Dynasty WR’s: Let’s Rank the Rooks!

January 21, 2021
Picture courtesy of Alika Jenner/Getty Images

If you’ve been following my Rank the Rooks series, I’d like to let you know what to expect. I’ve already ranked QB’s and running backs. This week will be the wide receivers, and next week will be the tight ends. Once I’ve ranked all the offensive positions separately, I’m going to combine all four offensive categories into one big, glorious ranking of the top 24 rookie players so you can start planning for your dynasty rookie draft. I’ll re-rank the top 24 again after the rookie combine and after the draft. Check here every Thursday to get a jump on your league competition! Now let’s rank those future showboating primadonna wide receivers!

Picture courtesy of TDAlabamamag.com
  1. Devonta Smith, Alabama: No, this isn’t about the national championship game. It’s about his entire college career. If you look at his college stats, he got better every single year. That tells me that’s he’s a player dedicated to his craft. What he did in his senior season, and the title game was otherworldly. If you haven’t followed him all season, here’s what he did: 117 catches for over 1800 yards. He averaged 16 yards per catch. Oh, and he also scored 24 times, including one rushing touchdown. He scored a receiving touchdown once every five catches! Those numbers are very comparable to Jerry Rice’s college senior year, and like Jerry Rice, Devonta Smith stayed and played all four years.
Picture courtesy of The Athletic

2. Jaylen Waddle, Alabama: Had he stayed healthy, who knows how his senior season would have turned out. He was on pace for a stat line in the four games he played, which would have made him worthy of this spot. That being said, in his two previous seasons, he was one of the best receivers in college football. Because he missed time last season, he may be a bargain on draft day for an NFL team and you.

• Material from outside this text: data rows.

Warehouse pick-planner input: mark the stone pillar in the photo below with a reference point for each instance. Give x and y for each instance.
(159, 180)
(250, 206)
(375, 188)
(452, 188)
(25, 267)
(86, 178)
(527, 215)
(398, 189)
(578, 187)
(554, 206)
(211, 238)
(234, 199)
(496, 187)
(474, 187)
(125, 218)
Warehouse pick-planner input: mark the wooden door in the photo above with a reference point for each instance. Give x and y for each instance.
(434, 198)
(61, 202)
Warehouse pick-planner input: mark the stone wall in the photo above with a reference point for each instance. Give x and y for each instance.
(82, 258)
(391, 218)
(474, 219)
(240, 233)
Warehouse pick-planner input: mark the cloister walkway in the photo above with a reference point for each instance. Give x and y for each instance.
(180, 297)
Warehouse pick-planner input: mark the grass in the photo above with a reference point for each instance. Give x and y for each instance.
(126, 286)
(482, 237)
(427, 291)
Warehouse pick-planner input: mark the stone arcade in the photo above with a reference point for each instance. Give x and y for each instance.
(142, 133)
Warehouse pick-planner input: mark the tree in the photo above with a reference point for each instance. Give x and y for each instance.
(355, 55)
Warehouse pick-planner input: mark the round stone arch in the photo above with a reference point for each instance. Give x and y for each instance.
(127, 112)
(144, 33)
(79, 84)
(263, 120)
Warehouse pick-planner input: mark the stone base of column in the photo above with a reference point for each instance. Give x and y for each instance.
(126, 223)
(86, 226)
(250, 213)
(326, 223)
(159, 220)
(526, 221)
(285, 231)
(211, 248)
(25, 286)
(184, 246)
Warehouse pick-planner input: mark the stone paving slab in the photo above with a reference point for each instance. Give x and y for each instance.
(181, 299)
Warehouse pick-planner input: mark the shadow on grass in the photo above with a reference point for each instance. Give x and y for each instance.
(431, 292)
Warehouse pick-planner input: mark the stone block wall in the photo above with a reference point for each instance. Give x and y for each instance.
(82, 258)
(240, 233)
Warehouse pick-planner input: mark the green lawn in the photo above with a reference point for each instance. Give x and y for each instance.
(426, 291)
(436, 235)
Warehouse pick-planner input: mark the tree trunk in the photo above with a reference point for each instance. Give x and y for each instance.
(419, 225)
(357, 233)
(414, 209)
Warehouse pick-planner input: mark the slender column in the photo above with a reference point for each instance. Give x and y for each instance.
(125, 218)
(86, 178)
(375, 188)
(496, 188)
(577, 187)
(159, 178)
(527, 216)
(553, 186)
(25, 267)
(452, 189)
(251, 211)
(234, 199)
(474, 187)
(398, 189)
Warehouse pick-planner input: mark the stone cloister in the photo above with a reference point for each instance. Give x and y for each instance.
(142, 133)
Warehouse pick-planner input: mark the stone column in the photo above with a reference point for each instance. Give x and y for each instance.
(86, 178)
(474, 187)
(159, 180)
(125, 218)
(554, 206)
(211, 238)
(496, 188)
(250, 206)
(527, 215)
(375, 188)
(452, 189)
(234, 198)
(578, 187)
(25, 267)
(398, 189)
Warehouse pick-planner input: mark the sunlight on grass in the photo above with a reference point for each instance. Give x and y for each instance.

Picture courtesy USA Today

3. Ja’Marr Chase, LSU: I’m going to be honest with you. I kind of hate Ja’Marr Chase. Here’s how I see Ja’Marr Chase: He had a very unspectacular freshman season with 23 catches for 313 yards. That doesn’t scream future NFL star to me. In his sophomore season, with Joe Burrow, he had 84 catches for 1780 yds and 20 TDs. That’s a 21.2 average yards per catch. Now that says future NFL star. So, what did he do in his junior year? He sat out to prepare for the combine and draft. Yes, his sophomore season was spectacular, but how often do you see players get better by not playing? He’s 6’1” and 200lbs. Nothing spectacular there. He’s an average-sized receiver who will go over a year and a half between his last college game and his first pro game. If he shows up at the combine and he’s 6’3” tall and runs a 4.3 40 yard dash, I’ll change my tune. Pick him at your own risk.

Picture courtesy AP Photo/John Raoux, Pool

4. Kadarius Toney, Florida: Here’s a guy who could surprise at the next level. It’s not so much his straight-line speed that makes him stand out; it’s his suddenness. He can change directions on a dime. In basketball parlance, he can break ankles with his moves. He put it all together in his senior season for the Gators. Over his last five games, he averaged 7 catches for 118 yards and found the endzone in four of the five.  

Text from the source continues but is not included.